Texte veut dire Tissu ; mais alors que jusqu’ici on a toujours pris ce tissu pour un produit, un voile tout fait, derrière lequel se tient, plus ou moins caché, le sens (la vérité), nous accentuons maintenant, dans le tissu, l’idée générative que le texte se fait, se travaille à travers un entrelacs perpétuel ; perdu dans ce tissu — dans cette texture — le sujet s’y défait, telle une araignée qui se dissoudrait elle-même dans les sécrétions constructives de sa toile. Si nous aimions les néo-logismes, nous pourrions définir la théorie du texte comme une hyphologie (hyphos, c’est le tissu et la toile d’araignée).307

En effet, le texte doylien, « troué » en plusieurs endroits, constitue bien pour son lecteur un « tissu » dans lequel « se perdre » signifie aussi « se prendre », voire prendre le plaisir interprétatif offert par l’oeuvre dans sa globalité, même s’il s’agit pour le lecteur d’un plaisir parfois hors-texte, bien que toujours construit à partir du texte.

Une autre façon de poser le rôle du lecteur comme indispensable au fonctionnement de la « machine textuelle » est de reconnaître à quel point l’oeuvre est destinée à le toucher personnellement, dans ses croyances et ses pratiques de lecture. C’est sur cet élément que se fonde, en partie, la distinction de Barthes entre texte de plaisir et texte de jouissance :

Texte de plaisir : celui qui contente, emplit, donne de l’euphorie ; celui qui vient de la culture, ne rompt pas avec elle, est lié à une pratique confortable de la lecture. Texte de jouissance : celui qui met en état de perte, celui qui déconforte (peut-être jusqu’à un certain ennui), fait vaciller les assises historiques, culturelles, psychologiques, du lecteur, la consistance de ses goûts, de ses valeurs et de ses souvenirs, met en crise son rapport au langage. (op. cit., pp. 22-23)

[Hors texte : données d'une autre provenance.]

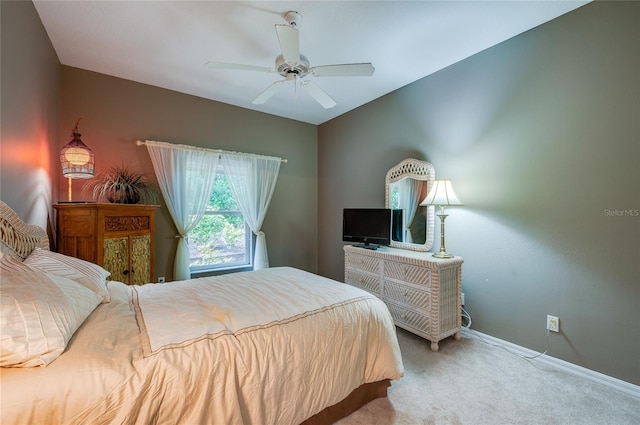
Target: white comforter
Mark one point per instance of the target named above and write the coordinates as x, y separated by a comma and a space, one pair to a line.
269, 347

Voici, d’ailleurs, venu de la psychanalyse, un moyen indirect de fonder l’opposition du texte de plaisir et du texte de jouissance : le plaisir est dicible, la jouissance ne l’est pas. (op. cit., p. 31)

The Hound of the Baskervilles, dans toute sa complexité et l’attrait de sa structure, interroge bien le lecteur et sa façon de lire, ainsi que son statut d’être de langage, notamment à travers les stratégies de l’intermittence, et les « trous » laissés volontairement dans le texte par l’auteur, de sorte que de nombreuses voies s’ouvrent dans cette oeuvre à la jouissance du sujet lisant. Il s’agit peut-être ici pour le lecteur, comme toujours, de montrer un désir d’apprendre à lire un texte particulier.

Notes
304.

Voir A Scandal in Bohemia, qui commence par ces mots : « To Sherlock Holmes she is always the woman » (p. 161).

305.

Voir supra, chapitre II, pp. 306-307.

306.

Le texte ne donne pas d’indice indéniable de la mort de Stapleton, hormis la botte que Holmes retrouve dans le marécage (p. 760).

307.

Le Plaisir du texte, Paris, Le Seuil, 1982, pp. 85-86. Sur ce point, voir également J.-P. Naugrette, loc. cit., p 58.